Ex nihilo Neil

19 novembre 2025

Tu t'envoles, tu t'envoles, tu t'envoles...

 



Nous avons récemment amené notre plus jeune nièce voir Peter Pan au théâtre Bobino, et c'était très bien. Pas une prouesse insensée de mise en scène, pas un retournement de cerveau à la Michalik, mais une très solide version de la pièce de J. M. Barrie.

Je ne suis pas un grand fan de Peter Pan, mais ça n'en est pas moins une œuvre importante pour moi car la version animée par Disney fut le premier film où j'ai compris qu'on essayait de me dire plus que ce qu'on me montrait. Peter Pan est une œuvre truffée de symboles pas bien compliqués*, mais les décrypter de soi-même quand on est encore enfant, ça fait quelque chose. 

C'est en revanche bien plus tard que j'ai réalisé à quel point Peter Pan est avant tout une pièce, pensée pour les planches. Pourtant les indices sont nombreux : les costumes très marqués, pour bien distinguer les groupes de personnages sur scène (les enfants perdus, les pirates, les peaux-rouges**...), la structuration en scènes (dans la chambre des enfants Darling, chez les sirènes, sur le bateau...), et bien sûr le non-personnage de Clochette, incarnée par un simple rai de lumière accompagné d'un tintement, que l'on ressuscite en faisant applaudir le public (et ça marche du tonnerre sur un théâtre plein de gamins).

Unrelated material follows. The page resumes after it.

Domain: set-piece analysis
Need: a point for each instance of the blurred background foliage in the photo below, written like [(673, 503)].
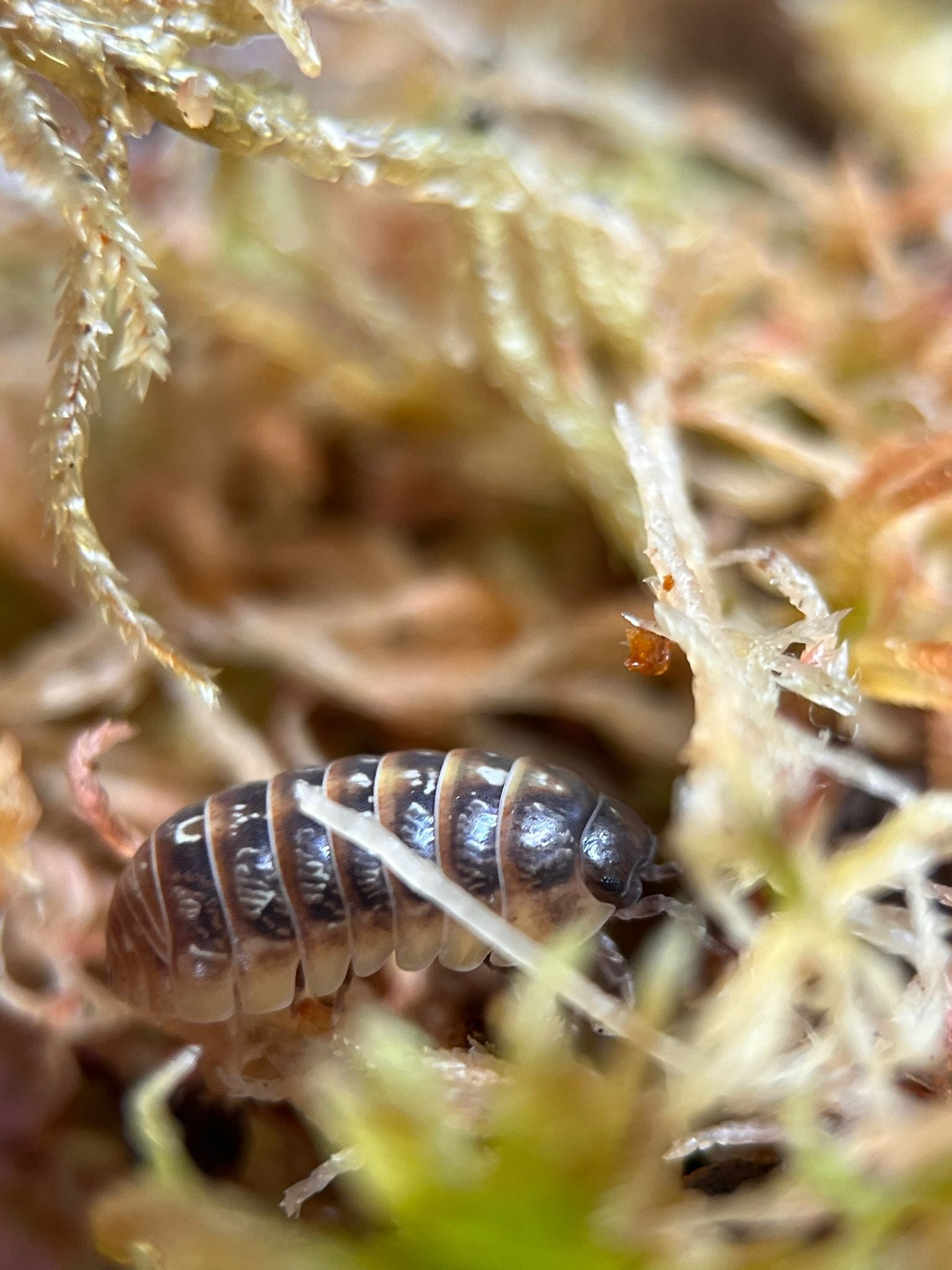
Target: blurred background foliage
[(379, 479)]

Cette version mise en scène par Guy Grimberg propose tout ça et un peu plus, puisqu'il s'agit en outre d'un spectacle musical, avec des chansons et des danses pas honteuses du tout. J'ajoute qu'il a eu l'intelligence de faire jouer les enfants par des comédiennes, ce qui permet d'avoir un bon jeu et des notes justes, ce qui n'est pas toujours le cas (n'est-ce pas Les Mystérieuses Cités d'or*** ?). 

* Les pirates représentent les adultes qui courent après leur jeunesse perdue, Crochet est l'image du père (ce qui est souligné par la tradition voulant que Crochet et le père Darling soient joués par le même acteur), mais aussi de l'adulte vieillissant qui fuit devant la mort, cette dernière étant symbolisée par le crocodile qui a mangé une pendule (rappelant le tic-tac de l'inexorable temps qui passe), etc. C'est vraiment pas dur à décoder, mais ça demande quand même de se poser la question, ce qui en fait une excellente œuvre jeunesse.

** Le traitement des peaux-rouges dans la pièce est d'ailleurs... euh... disons qu'en France on s'en fout un peu, mais qu'aux États-Unis cette version serait clairement classée comme problématique. 

*** Je suis mesquin car l'abominable spectacle des Cités d'or a depuis changé d'idée et fait désormais incarner Esteban, Tao et Zia par des adultes grimés. À mon avis ça ne le sauvera pas, mais bon, c'est déjà ça.